About Rewriting Alpine Orientalism
This cross-disciplinary study combines postcolonial, mountain, and tourism studies to explore how meaning about mountains is articulated, generated, asserted and contested within the global circuits of mountain tourism.
Rewriting Alpine Orientalism explores how meaning about mountains is articulated, generated, asserted and contested within the global circuits of mountain tourism. Tracing Orientalist and colonial legacies in the project of mountain travel across times, genres and geographies, this book presents a framework capable of analysing and critiquing both particular colonial codifications written onto mountains and the interventions that rewrite mountain tourism.

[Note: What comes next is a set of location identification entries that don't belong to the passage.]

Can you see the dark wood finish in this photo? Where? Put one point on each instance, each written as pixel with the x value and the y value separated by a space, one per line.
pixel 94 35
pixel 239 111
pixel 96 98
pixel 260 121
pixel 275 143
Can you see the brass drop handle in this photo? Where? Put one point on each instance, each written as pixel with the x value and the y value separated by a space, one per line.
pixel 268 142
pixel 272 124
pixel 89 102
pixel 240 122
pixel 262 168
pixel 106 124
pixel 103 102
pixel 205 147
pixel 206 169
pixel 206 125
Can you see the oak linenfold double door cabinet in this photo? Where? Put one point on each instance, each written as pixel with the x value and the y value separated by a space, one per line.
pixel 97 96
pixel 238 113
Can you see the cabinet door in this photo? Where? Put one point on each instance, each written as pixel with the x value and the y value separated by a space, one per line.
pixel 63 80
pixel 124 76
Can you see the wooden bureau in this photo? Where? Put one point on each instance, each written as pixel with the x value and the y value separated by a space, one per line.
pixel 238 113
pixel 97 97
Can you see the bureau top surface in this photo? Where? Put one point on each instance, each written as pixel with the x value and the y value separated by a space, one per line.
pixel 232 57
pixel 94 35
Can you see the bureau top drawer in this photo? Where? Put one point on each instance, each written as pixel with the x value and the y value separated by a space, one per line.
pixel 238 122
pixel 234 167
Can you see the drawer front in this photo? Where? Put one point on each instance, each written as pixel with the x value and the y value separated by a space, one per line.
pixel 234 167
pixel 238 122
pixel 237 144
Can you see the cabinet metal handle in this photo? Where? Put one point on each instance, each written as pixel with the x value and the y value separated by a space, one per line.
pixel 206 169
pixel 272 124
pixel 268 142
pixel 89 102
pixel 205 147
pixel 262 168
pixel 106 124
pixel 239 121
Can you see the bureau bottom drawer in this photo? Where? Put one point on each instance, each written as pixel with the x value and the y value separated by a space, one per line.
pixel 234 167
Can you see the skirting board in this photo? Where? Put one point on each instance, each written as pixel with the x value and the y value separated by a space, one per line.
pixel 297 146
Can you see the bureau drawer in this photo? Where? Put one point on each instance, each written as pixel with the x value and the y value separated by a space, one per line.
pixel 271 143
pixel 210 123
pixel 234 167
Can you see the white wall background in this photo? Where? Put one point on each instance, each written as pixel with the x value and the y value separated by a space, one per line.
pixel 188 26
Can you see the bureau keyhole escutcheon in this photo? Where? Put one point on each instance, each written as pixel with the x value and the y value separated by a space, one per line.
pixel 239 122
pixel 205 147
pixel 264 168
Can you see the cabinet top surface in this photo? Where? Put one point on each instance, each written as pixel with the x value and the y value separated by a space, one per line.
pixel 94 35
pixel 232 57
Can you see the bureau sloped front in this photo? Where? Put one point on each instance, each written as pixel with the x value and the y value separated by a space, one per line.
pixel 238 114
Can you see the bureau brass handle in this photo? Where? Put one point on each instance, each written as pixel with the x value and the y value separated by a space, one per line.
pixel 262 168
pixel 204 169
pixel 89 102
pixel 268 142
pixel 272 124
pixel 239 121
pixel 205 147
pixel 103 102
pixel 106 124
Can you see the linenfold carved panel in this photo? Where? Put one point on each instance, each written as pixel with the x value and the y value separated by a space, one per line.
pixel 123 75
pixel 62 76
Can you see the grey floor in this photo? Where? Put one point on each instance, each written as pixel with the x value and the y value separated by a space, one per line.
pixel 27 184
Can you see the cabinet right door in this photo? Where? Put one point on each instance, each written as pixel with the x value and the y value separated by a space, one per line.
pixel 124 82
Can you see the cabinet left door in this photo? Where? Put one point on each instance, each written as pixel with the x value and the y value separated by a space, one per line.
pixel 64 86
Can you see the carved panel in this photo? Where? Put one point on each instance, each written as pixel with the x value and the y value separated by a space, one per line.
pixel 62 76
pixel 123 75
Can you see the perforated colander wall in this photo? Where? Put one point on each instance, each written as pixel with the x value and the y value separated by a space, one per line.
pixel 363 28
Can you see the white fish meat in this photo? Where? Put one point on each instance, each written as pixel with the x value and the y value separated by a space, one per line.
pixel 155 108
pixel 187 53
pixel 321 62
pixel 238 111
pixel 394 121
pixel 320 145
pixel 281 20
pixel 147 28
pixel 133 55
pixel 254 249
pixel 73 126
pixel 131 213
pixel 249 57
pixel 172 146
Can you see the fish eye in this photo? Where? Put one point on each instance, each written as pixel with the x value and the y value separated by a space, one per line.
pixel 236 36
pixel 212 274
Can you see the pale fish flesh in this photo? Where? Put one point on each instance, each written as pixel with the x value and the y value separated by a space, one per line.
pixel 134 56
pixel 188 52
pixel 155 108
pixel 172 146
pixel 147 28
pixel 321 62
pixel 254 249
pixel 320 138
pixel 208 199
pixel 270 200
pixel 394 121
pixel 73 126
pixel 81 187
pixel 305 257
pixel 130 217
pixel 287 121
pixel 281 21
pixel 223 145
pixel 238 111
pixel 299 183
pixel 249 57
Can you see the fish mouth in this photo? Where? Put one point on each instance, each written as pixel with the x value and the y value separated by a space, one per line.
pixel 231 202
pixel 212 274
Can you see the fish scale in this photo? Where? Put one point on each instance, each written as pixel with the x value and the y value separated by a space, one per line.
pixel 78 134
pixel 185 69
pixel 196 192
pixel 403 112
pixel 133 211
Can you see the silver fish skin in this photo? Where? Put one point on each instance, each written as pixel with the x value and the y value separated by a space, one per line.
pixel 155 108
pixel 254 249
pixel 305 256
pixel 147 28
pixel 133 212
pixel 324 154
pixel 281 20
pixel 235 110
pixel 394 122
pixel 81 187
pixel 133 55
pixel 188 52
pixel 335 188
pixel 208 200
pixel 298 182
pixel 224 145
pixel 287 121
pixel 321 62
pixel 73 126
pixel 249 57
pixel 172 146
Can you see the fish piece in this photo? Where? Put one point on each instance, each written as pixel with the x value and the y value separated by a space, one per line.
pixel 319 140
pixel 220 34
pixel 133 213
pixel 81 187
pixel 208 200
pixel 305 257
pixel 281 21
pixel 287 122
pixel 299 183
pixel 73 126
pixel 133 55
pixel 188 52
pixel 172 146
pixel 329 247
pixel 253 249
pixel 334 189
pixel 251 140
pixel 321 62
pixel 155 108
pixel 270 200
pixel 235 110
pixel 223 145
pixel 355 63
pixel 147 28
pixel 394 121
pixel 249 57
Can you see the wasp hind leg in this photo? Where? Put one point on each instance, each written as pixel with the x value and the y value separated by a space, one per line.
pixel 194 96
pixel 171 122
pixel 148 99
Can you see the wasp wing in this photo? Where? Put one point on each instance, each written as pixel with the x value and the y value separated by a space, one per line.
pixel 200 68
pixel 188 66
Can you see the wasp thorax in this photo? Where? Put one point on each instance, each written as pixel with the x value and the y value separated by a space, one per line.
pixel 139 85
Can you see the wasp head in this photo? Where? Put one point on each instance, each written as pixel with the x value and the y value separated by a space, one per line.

This comparative study bridges the gap between literary and cultural studies and the social and natural sciences with interdisciplinary research across fields such as travel writing, mountain literature, mountaineering history, and ecocriticism, and postcolonial, tourism and gender studies. Eva-Maria Müller examines Orientalist discourse through a wide range of historical and contemporary mountain texts - such as exploration reports, newspaper articles, guidebooks, diaries, letters and contemporary works of fiction from Angie Abdou, Thomas Wharton, Elfriede Jelinek and Felix Mitterer - in a study that enhances our understanding of the role of representation in changing the social real of alpine spaces.